The power of both discs is that the two veterans believe they're stimulating discussion of vital ideals. Springsteen's left-leaning enthusiasm and Young's patriotic rebellion are both unfinished and complex searches for a better American culture.

--Karl Byrn




Even before Neil Young's new album was released this week, it had received more media attention than any album of his in the last 10 years. It is his Bush-bashing album, and is being unanimously hailed by critics as a daring move in speaking out against the atrocities of our corrupt administration.

The album was written and recorded in just 12 days. Reprise initially delayed the album because, they said, they needed to figure out a marketing plan, until someone probably pointed out the president's all-time-low approval rating and said, "Hey, your marketing plan's right here." Living with War then quickly entered rush-release from the label's parent company, Time Warner, complete with corporate ties to what is often referred to as the war machine.

Young has dabbled in politics before, most recently on his post-9-11 commercial flop Are You Passionate? where he retold the events of United Flight 93. His most well-known political anthem, "Ohio," recalls the events at Kent State in 1970, and "Southern Man" sings from the point of view of a racist Confederate.
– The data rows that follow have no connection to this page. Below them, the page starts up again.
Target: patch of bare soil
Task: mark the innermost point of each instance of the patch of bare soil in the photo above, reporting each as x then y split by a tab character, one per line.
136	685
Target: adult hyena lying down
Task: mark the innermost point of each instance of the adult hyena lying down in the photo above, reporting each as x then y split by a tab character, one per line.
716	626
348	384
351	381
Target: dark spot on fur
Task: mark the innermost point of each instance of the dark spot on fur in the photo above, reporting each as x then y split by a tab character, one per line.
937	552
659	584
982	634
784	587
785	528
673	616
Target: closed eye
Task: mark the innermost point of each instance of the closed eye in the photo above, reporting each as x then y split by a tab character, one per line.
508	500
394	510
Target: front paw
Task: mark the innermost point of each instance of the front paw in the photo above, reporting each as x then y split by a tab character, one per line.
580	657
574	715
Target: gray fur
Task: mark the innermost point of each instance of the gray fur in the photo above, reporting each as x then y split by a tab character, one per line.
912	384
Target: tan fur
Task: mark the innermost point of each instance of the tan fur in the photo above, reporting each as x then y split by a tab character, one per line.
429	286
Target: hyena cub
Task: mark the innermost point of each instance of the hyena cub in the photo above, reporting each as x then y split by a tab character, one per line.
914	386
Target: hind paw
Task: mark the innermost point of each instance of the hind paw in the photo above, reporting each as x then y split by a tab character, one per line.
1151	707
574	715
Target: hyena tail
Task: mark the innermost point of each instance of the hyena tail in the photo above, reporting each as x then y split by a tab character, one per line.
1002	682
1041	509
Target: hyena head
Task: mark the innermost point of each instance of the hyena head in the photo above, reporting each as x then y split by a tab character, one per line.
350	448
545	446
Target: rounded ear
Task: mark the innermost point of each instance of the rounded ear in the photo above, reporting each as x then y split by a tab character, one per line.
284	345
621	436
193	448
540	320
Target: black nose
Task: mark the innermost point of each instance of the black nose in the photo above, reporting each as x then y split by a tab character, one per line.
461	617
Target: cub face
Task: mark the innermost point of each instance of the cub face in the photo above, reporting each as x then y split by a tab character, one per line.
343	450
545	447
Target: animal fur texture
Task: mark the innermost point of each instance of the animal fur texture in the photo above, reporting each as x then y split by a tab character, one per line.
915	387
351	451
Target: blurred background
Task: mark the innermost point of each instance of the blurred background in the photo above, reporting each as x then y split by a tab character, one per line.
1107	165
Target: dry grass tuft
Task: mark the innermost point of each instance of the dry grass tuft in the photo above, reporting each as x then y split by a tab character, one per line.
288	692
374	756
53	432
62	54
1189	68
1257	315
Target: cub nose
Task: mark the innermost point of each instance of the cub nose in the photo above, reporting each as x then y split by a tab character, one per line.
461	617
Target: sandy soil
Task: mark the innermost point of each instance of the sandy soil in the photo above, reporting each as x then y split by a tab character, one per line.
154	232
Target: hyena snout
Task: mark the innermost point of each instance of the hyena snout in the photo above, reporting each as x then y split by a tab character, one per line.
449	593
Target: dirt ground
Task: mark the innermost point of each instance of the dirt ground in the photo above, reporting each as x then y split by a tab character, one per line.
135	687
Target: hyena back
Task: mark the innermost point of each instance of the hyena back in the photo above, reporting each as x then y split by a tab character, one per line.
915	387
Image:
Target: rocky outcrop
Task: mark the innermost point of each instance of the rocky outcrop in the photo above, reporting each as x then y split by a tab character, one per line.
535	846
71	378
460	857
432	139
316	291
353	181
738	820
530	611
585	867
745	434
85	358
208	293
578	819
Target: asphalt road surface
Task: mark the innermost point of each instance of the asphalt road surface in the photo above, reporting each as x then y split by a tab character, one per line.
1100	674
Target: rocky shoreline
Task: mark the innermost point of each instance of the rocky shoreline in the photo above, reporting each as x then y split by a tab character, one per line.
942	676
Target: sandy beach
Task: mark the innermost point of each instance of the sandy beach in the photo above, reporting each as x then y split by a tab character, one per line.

Young is good at retelling, and his socially conscious songs generally sound like campfire stories.

But Living with War makes a direct, proactive statement. "Let's Impeach the President" is the most aimed and focused political statement Young has ever made. The song calls out the Bush administration for lying and leading the country to war under false pretenses, exploiting actual sound clips from Bush's speeches. Plenty of cut-and-paste video clips on YouTube.com have proven how fun and easy it is to manipulate Bush's oratories, but the message, at least, is that this guy has got to go.

There are a number of meandering moments on Living with War, not the least of which is the song "Flags of Freedom." The lyrics slip into retelling mode, filled with outdated, clichéd images of wartime: the going-away parade, the flag-lined Main Street, the proud parents. Even the heartbreak is outdated (Young seems to be unaware that it is 2006, when no one gets their news from watching television sets in the window of an appliance store), yet outdated heartbreak is still pointedly effective in Young's hands.

It would be absurd to expect a star like Young to lash out any more strongly than this, either in his original songs or by covering, say, the Dick Lucas songbook. His consolable half-protests have earned him a wide audience, and critics have said Living with War is the album that will send the message straight to the administration itself. It will surely hit more than a few charter school parent-teacher meetings along the way.